Originally from Chicago, Ms. Ruhl received her Bachelor of Fine Arts in English at Brown University, as well as her M.F.A. in playwriting, where she studied with Paula Vogel. She also spent a year of graduate work studying English literature at Pembroke College, Oxford. An alum of 13P and of New Dramatists, she won a MacArthur Fellowship in 2006 and the Steinberg Distinguished Playwright Award in 2016. She was the recipient of the PEN Center Award for a mid-career playwright, the Whiting Writers award, a Helen Merrill Award for Playwriting, the Feminist Press’ Forty under Forty award, and a Lilly Award. She proudly served on the executive council of the Dramatist’s Guild for three years, and she is currently on the faculty at Yale School of Drama. 

Her plays include Stage Kiss, In the Next Room, or the vibrator play (Pulitzer Prize finalist, Tony Award nominee for best new play), The Clean House (Pulitzer Prize Finalist, 2005; The Susan Smith Blackburn Prize, 2004); Passion Play, (Pen American award, The Fourth Freedom Forum Playwriting Award from The Kennedy Center); Dead Man’s Cell Phone (Helen Hayes award); Melancholy Play (a musical with Todd Almond); Eurydice; Orlando, Demeter in the City (NAACP nomination), Late: a cowboy song, Three Sisters, Dear Elizabeth, The Oldest Boy and most recently, and For Peter Pan on her 70th Birthday and How To Transcend a Happy Marriage.
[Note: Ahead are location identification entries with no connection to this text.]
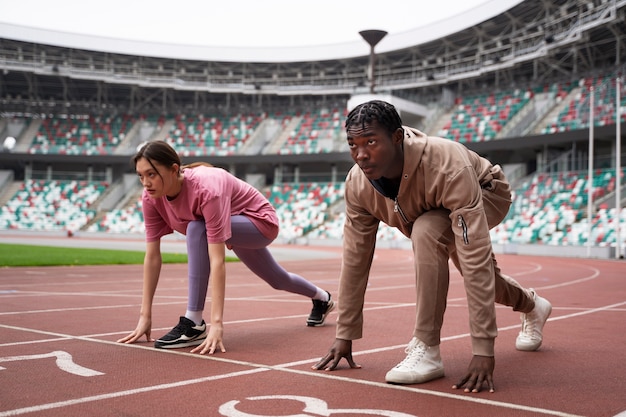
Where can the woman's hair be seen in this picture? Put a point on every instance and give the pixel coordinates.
(162, 153)
(376, 110)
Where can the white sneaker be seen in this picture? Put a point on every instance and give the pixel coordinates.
(422, 364)
(531, 335)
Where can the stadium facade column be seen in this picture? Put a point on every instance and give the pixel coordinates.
(372, 37)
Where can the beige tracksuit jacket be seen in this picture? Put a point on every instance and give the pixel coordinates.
(438, 174)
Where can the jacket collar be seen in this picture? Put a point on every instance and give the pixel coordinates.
(413, 146)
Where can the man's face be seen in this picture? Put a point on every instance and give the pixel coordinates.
(377, 153)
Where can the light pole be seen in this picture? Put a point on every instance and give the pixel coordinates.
(372, 37)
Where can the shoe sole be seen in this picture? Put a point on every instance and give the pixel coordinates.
(312, 323)
(175, 345)
(403, 379)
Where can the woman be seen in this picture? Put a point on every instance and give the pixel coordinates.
(214, 209)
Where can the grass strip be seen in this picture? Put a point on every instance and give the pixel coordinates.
(33, 255)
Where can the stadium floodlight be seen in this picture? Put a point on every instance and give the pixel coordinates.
(372, 37)
(9, 143)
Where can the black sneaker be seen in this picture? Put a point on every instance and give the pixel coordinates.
(320, 311)
(186, 333)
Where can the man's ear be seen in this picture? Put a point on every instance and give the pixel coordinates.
(398, 135)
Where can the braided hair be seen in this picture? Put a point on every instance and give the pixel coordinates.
(375, 110)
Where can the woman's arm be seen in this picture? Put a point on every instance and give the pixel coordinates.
(217, 280)
(151, 270)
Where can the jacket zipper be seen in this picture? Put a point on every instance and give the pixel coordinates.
(461, 223)
(397, 209)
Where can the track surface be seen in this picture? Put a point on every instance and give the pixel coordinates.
(58, 355)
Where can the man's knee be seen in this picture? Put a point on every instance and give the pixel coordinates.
(432, 227)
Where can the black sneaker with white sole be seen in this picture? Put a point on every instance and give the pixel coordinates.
(320, 311)
(186, 333)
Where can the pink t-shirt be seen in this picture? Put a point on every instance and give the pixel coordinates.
(212, 194)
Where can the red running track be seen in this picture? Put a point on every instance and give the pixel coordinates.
(58, 355)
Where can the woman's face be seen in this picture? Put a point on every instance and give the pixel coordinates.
(160, 182)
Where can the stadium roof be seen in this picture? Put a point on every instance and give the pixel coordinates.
(408, 25)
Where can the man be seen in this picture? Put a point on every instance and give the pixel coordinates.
(445, 198)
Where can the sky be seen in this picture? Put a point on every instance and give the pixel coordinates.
(231, 23)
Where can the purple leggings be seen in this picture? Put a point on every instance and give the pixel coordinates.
(250, 246)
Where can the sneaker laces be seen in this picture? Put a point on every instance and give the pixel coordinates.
(415, 352)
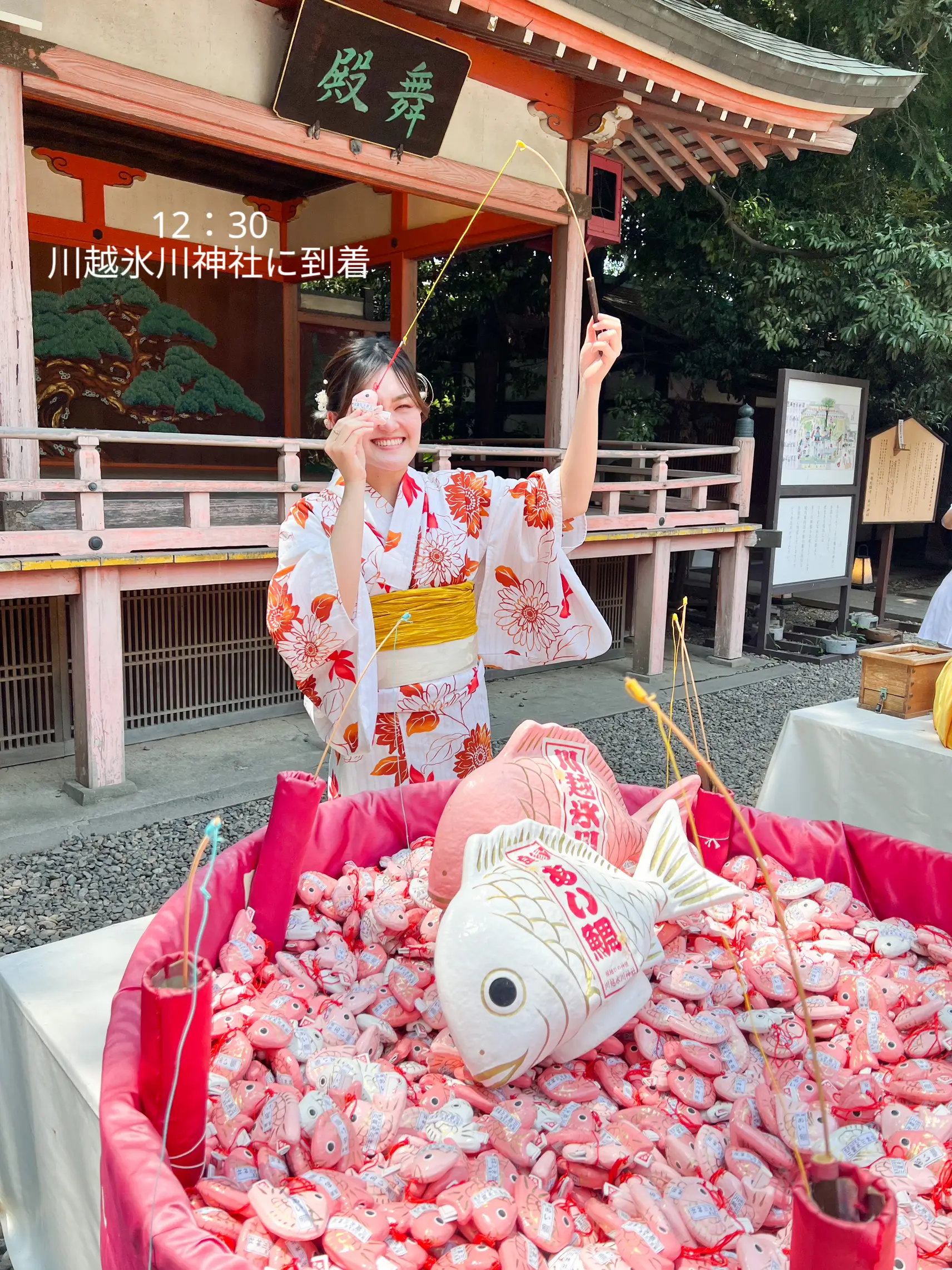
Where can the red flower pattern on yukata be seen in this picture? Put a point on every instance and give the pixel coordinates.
(282, 612)
(468, 500)
(306, 647)
(537, 511)
(526, 612)
(438, 562)
(477, 751)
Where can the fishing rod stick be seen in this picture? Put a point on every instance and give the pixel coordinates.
(647, 699)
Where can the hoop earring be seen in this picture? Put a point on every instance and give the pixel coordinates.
(425, 389)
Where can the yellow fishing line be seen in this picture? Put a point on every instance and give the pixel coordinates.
(517, 147)
(768, 1069)
(635, 690)
(404, 617)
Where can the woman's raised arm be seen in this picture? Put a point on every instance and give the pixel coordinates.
(603, 343)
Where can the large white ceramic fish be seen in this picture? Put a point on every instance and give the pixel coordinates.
(542, 950)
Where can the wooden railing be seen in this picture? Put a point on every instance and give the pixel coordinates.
(639, 490)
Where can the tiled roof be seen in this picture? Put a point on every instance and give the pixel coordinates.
(710, 38)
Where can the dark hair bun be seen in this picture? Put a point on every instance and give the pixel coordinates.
(360, 365)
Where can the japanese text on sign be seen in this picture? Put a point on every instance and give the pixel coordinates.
(370, 79)
(608, 953)
(583, 811)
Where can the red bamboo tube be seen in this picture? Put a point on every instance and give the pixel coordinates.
(165, 1010)
(298, 797)
(823, 1242)
(712, 821)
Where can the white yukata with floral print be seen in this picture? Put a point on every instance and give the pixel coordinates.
(447, 527)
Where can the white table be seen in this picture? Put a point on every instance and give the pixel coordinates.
(55, 1002)
(838, 762)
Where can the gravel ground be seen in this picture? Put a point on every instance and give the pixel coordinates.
(742, 725)
(92, 882)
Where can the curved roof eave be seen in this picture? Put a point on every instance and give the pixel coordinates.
(698, 38)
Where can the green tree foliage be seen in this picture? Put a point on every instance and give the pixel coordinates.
(831, 263)
(113, 338)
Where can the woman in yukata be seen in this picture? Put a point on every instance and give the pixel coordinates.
(479, 563)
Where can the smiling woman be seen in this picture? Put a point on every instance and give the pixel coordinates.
(478, 562)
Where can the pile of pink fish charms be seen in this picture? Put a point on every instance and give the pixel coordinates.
(344, 1124)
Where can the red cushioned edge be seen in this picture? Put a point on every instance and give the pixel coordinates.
(894, 878)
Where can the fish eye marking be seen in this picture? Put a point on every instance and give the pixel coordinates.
(503, 992)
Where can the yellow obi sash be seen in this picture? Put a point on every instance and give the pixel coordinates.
(438, 640)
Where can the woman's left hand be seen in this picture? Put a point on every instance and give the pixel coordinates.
(603, 343)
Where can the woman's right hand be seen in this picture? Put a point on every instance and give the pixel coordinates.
(344, 447)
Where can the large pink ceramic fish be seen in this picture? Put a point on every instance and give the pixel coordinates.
(555, 777)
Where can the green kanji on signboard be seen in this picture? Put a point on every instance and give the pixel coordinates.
(414, 91)
(347, 77)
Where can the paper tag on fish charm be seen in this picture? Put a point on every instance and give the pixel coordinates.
(608, 950)
(583, 812)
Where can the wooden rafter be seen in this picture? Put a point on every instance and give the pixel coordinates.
(717, 153)
(654, 158)
(757, 156)
(682, 151)
(644, 180)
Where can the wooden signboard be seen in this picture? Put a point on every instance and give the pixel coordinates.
(369, 79)
(903, 475)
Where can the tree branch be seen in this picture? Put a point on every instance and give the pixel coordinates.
(768, 248)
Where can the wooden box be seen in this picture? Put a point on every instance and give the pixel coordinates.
(908, 672)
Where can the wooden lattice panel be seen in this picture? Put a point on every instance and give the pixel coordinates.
(200, 657)
(33, 680)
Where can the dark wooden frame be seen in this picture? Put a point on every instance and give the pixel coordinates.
(776, 492)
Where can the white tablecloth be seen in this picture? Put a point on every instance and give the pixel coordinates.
(55, 1005)
(838, 762)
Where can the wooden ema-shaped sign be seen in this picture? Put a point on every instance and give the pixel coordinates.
(369, 79)
(903, 475)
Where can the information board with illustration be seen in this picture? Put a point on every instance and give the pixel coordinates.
(820, 431)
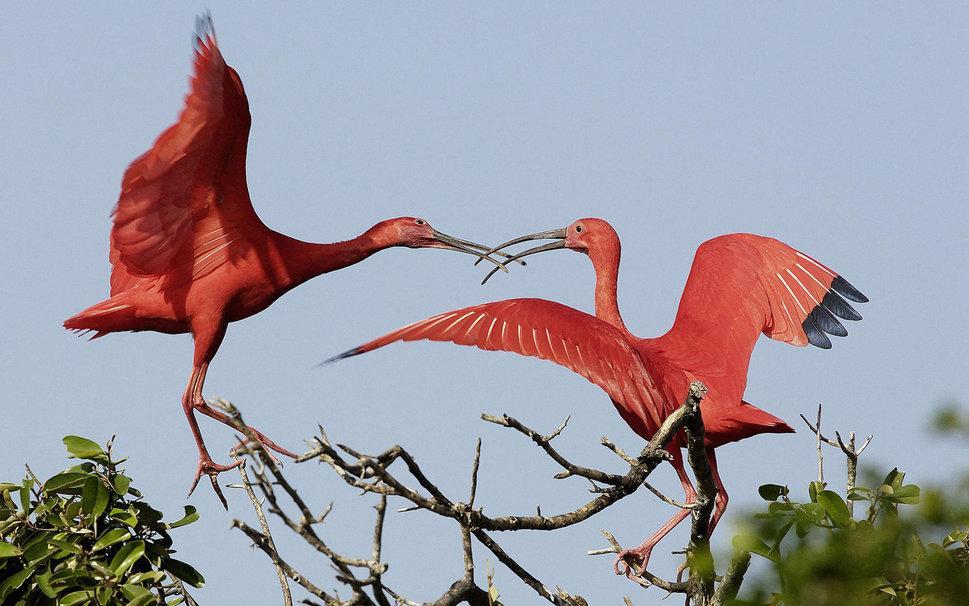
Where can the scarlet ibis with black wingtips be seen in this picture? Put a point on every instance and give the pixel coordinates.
(740, 285)
(188, 252)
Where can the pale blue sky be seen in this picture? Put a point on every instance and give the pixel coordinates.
(840, 130)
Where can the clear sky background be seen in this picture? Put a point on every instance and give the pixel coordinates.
(841, 130)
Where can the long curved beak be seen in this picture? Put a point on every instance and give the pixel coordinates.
(556, 234)
(447, 242)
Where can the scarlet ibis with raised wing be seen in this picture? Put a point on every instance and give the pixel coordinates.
(740, 285)
(188, 252)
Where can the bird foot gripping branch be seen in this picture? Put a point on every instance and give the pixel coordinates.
(188, 252)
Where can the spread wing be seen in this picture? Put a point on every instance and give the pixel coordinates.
(185, 201)
(742, 285)
(551, 331)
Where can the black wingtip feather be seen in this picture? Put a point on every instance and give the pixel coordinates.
(347, 354)
(833, 302)
(815, 336)
(826, 321)
(848, 291)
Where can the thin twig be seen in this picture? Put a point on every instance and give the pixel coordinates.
(283, 583)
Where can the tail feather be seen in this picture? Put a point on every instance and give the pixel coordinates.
(101, 318)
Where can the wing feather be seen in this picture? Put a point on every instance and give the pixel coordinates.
(550, 331)
(742, 285)
(192, 177)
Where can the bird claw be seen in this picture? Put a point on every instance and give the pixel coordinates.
(212, 469)
(632, 562)
(268, 444)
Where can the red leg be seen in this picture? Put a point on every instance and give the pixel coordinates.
(207, 343)
(193, 394)
(635, 560)
(221, 417)
(720, 503)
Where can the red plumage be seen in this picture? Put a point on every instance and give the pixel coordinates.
(188, 252)
(740, 286)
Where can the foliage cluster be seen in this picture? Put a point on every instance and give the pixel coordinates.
(86, 537)
(860, 549)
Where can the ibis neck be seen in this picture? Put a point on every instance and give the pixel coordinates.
(607, 278)
(306, 260)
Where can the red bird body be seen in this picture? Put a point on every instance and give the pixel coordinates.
(740, 286)
(188, 252)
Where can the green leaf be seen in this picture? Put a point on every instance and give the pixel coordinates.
(110, 537)
(66, 546)
(814, 488)
(908, 494)
(191, 515)
(37, 551)
(956, 536)
(43, 583)
(748, 542)
(66, 482)
(82, 448)
(155, 576)
(121, 484)
(184, 572)
(894, 478)
(25, 495)
(772, 492)
(126, 557)
(8, 551)
(813, 512)
(14, 581)
(94, 497)
(134, 591)
(124, 516)
(835, 507)
(143, 600)
(76, 597)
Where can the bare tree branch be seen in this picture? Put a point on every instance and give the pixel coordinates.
(377, 474)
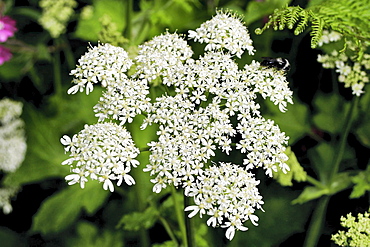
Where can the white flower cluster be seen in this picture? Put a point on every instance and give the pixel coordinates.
(12, 135)
(209, 107)
(105, 64)
(228, 194)
(102, 152)
(224, 31)
(123, 101)
(352, 72)
(162, 57)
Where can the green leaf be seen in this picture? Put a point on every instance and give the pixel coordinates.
(9, 238)
(279, 212)
(88, 29)
(258, 9)
(296, 171)
(362, 183)
(322, 157)
(91, 236)
(363, 129)
(140, 220)
(61, 209)
(310, 193)
(45, 153)
(331, 112)
(294, 122)
(165, 244)
(340, 182)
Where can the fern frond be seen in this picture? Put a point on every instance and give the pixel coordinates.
(351, 18)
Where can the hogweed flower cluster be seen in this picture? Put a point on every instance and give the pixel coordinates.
(358, 232)
(352, 72)
(210, 107)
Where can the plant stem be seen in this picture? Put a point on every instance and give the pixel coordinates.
(343, 141)
(318, 216)
(180, 217)
(168, 230)
(189, 226)
(128, 30)
(316, 223)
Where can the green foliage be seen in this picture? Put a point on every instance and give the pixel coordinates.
(60, 210)
(9, 238)
(279, 212)
(257, 9)
(140, 220)
(330, 112)
(89, 27)
(361, 183)
(44, 151)
(349, 18)
(91, 236)
(294, 122)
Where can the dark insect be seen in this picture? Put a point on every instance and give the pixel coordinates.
(277, 63)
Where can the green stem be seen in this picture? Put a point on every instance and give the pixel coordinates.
(315, 182)
(318, 216)
(343, 141)
(316, 223)
(57, 72)
(168, 229)
(188, 225)
(128, 30)
(180, 217)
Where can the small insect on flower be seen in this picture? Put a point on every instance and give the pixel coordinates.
(277, 63)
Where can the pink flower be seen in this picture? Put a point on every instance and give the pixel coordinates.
(7, 28)
(5, 55)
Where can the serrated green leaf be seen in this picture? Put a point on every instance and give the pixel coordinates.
(362, 183)
(8, 238)
(296, 171)
(88, 29)
(331, 112)
(363, 133)
(277, 211)
(310, 193)
(340, 182)
(139, 220)
(90, 236)
(61, 209)
(294, 122)
(45, 153)
(322, 157)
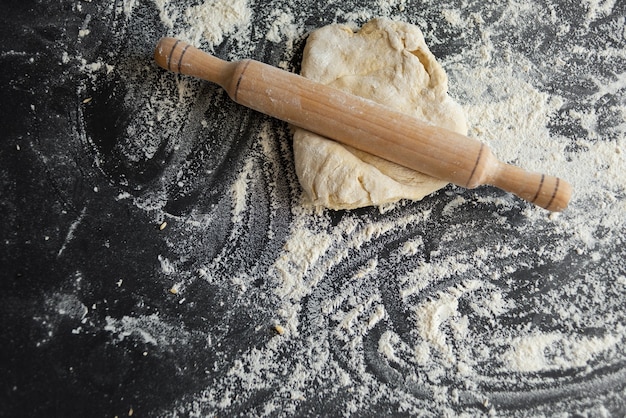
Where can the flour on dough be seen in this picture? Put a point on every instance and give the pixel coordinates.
(389, 63)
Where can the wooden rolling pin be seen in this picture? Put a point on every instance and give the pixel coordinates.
(363, 124)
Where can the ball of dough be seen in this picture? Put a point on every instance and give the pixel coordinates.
(388, 62)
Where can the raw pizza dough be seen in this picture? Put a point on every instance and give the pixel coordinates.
(389, 63)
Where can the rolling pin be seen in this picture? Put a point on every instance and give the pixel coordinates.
(363, 124)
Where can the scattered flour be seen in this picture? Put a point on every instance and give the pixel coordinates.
(456, 304)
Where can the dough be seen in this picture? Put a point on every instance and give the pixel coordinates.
(387, 62)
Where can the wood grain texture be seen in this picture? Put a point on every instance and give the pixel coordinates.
(363, 124)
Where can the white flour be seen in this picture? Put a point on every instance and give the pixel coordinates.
(384, 307)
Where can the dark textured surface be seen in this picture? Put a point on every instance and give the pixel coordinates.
(82, 252)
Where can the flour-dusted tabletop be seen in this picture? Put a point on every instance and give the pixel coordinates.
(159, 257)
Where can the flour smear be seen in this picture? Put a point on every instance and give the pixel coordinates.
(467, 303)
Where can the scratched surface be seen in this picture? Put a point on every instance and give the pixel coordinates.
(154, 233)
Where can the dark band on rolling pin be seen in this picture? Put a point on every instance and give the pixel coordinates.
(556, 189)
(169, 56)
(543, 177)
(180, 60)
(480, 154)
(239, 80)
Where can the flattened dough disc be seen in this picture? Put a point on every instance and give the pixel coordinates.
(389, 63)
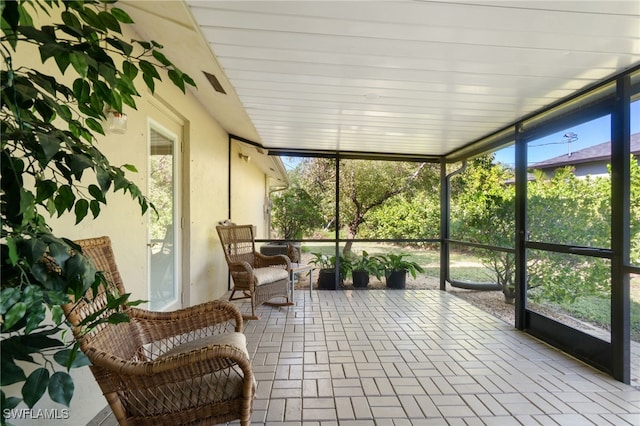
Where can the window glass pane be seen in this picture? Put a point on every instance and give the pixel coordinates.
(635, 184)
(569, 190)
(162, 288)
(572, 289)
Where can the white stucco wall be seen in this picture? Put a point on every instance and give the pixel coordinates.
(248, 192)
(205, 201)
Her plays have been produced on Broadway at the Lyceum by Lincoln Center Theater, Off-Broadway at Playwrights’ Horizons, Second Stage, and at Lincoln Center’s Mitzi Newhouse Theater. Her plays have been produced regionally all over the country, with premieres often at Yale Repertory Theater, the Goodman Theater, Berkeley Repertory Theater,  and the Piven Theatre Workshop in Chicago. Her plays have also been produced internationally and have been translated into over twelve languages, including Polish, Russian, Spanish, Norwegian, Korean, German and Arabic. She is also the author of four books: Smile: The Story of a Face, Letters from Max: A Book of Friendship, 44 Poems for You, and 100 Essays I Don’t Have Time to Write, which was a Times Notable Book of the Year.

Of her work, Sarah has said that she tries to “interpret how people subjectively experience life…“Everyone has a great, horrible opera inside him. I feel that my plays, in a way, are very old-fashioned. They’re pre-Freudian in the sense that the Greeks and Shakespeare worked with similar assumptions. Catharsis isn’t a wound being excavated from childhood.” She writes about fish that walk, dogs that witness family tragedy, a dead man whose cellphone won’t stop ringing, and a woman who turns into an almond.

She lives in Brooklyn with her husband, and their three wonderful children: Anne, William, and Hope.